To the customer, they're just installing your product. But there
are mechanisms built in to install and configure the whole stack. It's a more unified solution view, rather than a set of products that
have to be installed separately. We
released that specification along with our partners InstallShield and ZeroG. So,
that is another area that a programmer would want to look into, and
figure out over time how to evolve their application and describe it
as installable units.
dW:
That sounds like a lot of rewriting of existing code, is that right?
RT:
That's a good point. We are definitely not on the same tack as some vendors who have what we call a "rip and
replace" strategy. We're not on that at all. We spend a lot of time focusing on the
evolution of autonomic computing, rather than a revolution
needing to happen. We have a whole set of work
where we describe the steps you take as a developer, or more
generally as a company or as a consumer, to evolve your data
center toward autonomic computing. But it's also true for the
developers as well.
Let me give you an example. If you have a
product in the field today and it writes events, logs, and trace
information in a certain format, we have something called a Generic
Log Adapter available as part of the Autonomic Computing
Toolkit. You don't have to rewrite your logging to the Common Base
Event format, you can use the Generic Log Adapter to convert from
your existing format to the Common Base Event format. The adapter is
a tool; you define the rules by which you map your
existing format to the Common Base Event format, and then anybody who wants to
aggregate and correlate those events can. It'll do the translation on
the fly, as needed, for whatever log files you need to pick up, so it
doesn't require you to rewrite everything right away.
dW:
Provided I had a well-behaved application to begin with.
RT:
Yes, provided you had a reasonable way that you log events today.

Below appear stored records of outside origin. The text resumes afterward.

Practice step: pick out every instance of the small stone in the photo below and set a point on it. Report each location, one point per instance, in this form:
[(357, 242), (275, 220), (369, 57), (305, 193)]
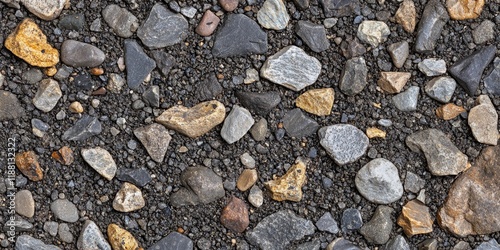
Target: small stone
[(407, 100), (120, 238), (483, 121), (289, 186), (64, 210), (235, 215), (415, 218), (393, 82), (27, 163), (101, 161), (316, 101), (193, 122)]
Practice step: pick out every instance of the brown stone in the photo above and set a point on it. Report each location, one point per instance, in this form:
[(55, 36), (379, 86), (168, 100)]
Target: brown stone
[(473, 203), (393, 82), (121, 239), (208, 24), (289, 186), (235, 215), (247, 179), (415, 218), (406, 15), (27, 163), (196, 121), (449, 111), (64, 155), (317, 101), (30, 44), (464, 9)]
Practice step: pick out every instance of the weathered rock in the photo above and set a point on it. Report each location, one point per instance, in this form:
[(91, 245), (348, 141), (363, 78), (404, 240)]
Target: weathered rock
[(443, 157), (415, 218), (101, 161), (483, 121), (29, 43), (316, 101), (193, 122), (282, 68), (277, 230), (289, 186)]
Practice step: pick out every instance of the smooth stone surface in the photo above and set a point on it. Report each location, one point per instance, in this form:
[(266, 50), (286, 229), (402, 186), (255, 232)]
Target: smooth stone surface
[(282, 68), (443, 157)]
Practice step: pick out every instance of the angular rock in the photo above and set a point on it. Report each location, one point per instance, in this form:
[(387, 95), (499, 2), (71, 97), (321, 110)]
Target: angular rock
[(314, 35), (415, 218), (468, 70), (483, 121), (273, 15), (378, 181), (289, 186), (354, 76), (282, 68), (443, 157), (162, 28), (101, 161), (343, 142), (237, 124), (239, 36), (278, 230), (29, 43), (430, 26), (193, 122)]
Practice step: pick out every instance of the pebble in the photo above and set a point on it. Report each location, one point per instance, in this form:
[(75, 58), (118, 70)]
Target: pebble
[(278, 230), (443, 157), (415, 218), (200, 185), (373, 32), (236, 124), (239, 35), (64, 210), (441, 89), (281, 68), (138, 64), (378, 181), (430, 26), (343, 142), (155, 138), (91, 237), (354, 76), (78, 54), (432, 66), (327, 224), (483, 121), (407, 100), (162, 28), (468, 70), (379, 228), (101, 161), (314, 35), (83, 129), (234, 216), (289, 186)]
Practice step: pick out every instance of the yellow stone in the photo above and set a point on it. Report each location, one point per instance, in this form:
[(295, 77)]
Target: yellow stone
[(317, 101), (289, 186), (30, 44), (121, 239), (375, 132)]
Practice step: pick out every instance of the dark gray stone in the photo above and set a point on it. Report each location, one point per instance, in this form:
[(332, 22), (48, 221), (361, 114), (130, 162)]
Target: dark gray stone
[(298, 125), (239, 36), (278, 230), (468, 70), (137, 63), (83, 129)]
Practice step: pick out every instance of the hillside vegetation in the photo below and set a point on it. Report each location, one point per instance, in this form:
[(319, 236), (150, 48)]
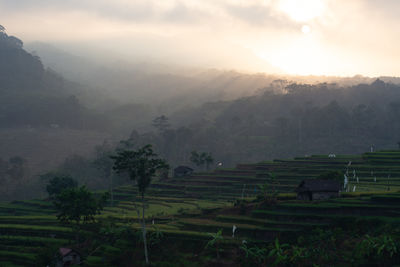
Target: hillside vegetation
[(183, 211)]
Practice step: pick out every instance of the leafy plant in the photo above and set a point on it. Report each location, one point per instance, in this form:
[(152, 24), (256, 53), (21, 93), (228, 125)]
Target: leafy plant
[(278, 253), (215, 241)]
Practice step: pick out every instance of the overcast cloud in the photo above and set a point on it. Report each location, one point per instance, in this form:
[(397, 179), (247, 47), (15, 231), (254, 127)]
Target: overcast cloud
[(344, 38)]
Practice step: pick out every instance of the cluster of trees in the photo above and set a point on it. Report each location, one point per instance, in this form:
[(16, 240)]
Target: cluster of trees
[(14, 168), (78, 206), (31, 96)]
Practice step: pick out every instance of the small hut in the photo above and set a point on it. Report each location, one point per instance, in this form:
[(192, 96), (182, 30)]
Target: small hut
[(318, 189), (182, 171), (68, 257)]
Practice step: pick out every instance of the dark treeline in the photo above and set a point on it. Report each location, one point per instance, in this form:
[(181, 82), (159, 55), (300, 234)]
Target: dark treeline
[(282, 120), (300, 119), (31, 96)]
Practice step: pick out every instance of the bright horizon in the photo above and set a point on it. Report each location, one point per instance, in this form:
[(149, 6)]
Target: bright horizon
[(296, 37)]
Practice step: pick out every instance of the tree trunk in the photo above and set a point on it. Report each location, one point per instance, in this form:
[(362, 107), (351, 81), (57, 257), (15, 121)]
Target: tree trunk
[(112, 191), (144, 232)]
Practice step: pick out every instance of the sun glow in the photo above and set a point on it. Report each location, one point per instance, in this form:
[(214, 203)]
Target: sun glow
[(302, 10)]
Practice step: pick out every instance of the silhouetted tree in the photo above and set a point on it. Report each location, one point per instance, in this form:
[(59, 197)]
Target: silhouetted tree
[(161, 123), (141, 165)]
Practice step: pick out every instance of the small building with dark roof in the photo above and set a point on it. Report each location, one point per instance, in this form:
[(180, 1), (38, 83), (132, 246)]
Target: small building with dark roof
[(182, 171), (318, 189), (68, 257)]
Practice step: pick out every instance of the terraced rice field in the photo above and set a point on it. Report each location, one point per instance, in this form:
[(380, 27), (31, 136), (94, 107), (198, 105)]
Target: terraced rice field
[(379, 171)]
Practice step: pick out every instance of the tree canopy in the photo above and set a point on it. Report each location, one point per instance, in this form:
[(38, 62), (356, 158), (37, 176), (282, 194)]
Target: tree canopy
[(78, 205), (141, 165)]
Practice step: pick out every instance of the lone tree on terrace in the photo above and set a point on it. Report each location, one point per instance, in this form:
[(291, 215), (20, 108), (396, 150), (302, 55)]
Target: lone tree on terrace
[(141, 165), (79, 206)]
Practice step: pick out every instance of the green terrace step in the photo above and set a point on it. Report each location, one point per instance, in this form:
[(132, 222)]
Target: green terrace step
[(315, 217), (267, 222), (30, 240), (25, 259), (31, 220), (36, 230), (243, 230)]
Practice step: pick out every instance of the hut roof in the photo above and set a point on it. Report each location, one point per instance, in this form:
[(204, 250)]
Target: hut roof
[(318, 185)]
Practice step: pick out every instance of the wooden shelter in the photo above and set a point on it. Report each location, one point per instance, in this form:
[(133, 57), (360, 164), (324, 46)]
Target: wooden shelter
[(318, 189)]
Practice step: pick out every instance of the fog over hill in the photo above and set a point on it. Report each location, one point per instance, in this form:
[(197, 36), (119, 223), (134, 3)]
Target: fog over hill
[(67, 104)]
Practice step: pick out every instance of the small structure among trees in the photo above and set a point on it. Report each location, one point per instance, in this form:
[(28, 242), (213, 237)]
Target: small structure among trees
[(182, 171), (318, 189), (68, 257)]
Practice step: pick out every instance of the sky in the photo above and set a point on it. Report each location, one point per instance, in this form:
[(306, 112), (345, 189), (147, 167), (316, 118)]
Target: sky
[(305, 37)]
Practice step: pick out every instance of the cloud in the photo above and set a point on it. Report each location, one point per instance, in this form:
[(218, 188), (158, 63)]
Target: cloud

And, we haven't really seen any that we can't map. Some are tougher
than others, but we haven't seen anything that we can't map.
It's a little more complicated in the solution install arena, but we
do the same thing there. You can wrapper, as a first step, your
existing install, and do not have to rewrite it; and you will still
get some of the benefits, like dependency checking, from the Solution
Install technology. So, in all cases, we're very sensitive to what we call a crawl-walk-run approach to adopting autonomic computing. We do have these crawl steps if you just want
to sort of dip your toe in the water.
dW:
Let's say I want to try this -- I'm going to download the
Autonomic Computing Toolkit. What do I do once I've got it downloaded?
RT:
Once again, it depends on the audience. If we
take the same example we used earlier, you are a developer and
have a product that gets used in a large enterprise, and you're
developing their banking application, or --
dW:
It could be that, but also someone with a new product that hasn't yet
launched, or someone working on an in-house app --
RT:
Sure, I understand that, but pick one: it will be
different for each! (laughter).
Let's say I'm a developer in a large banking company and I write code for our Web banking
app. When people come in to pay their bills online, that Web screen
they see is my program; that's what I'm responsible for. So,
I would tell that person there are some standards that need to be
adopted inside the IT department of my company.
When we go into a large enterprise
that has their own application programmers, developing Web
facing applications or whatever, we say you need to adopt a standard, the
Common Base Event, as your own internal standard. Most log events that need to be
analyzed are not the middleware (not DB2, not the Cisco router), but their own applications, the code they are writing. And what generally
happens is that the guys who are writing the Java applications have
their own log format, and the guys who are writing the database access
code have their own log format, and they don't even have standards
within their own organization. So the toolkit contains the definition
of the standard, the generic log adapter and the
log analyzer. It contains all the components you need to start
standardizing on a common event format within your own enterprise, and
then put a plan in place to, over time, convert to an internal corporate
standard and start a series of activities around common logging and
common log analysis.
One of the firms we're working with is a large business information
company that is implementing processes for moving logs overnight
to a secure area so that if they need to be correlated, they can be
all brought together into one physical location. Those are the kinds
of things that would start triggering the development of programmer guidelines -- internal policies for how to do the common logging and trace. Because putting what we call basic hygiene into place is critical to making the
self-healing and the self-optimizing functions work. It makes it so
much easier to do self-healing when it is easier to figure out what
the problem is in the first place. So, putting in basic hygiene for
common events is one of the things I'd be focused on if I was a developer inside a
corporate IT group .
And then there are related kinds of things, the other developments of
the toolkit. In the solution install arena, I'd be putting in and
defining standards, and putting in programmer guidelines for how to
create the installable units, and so on, for all the different groups.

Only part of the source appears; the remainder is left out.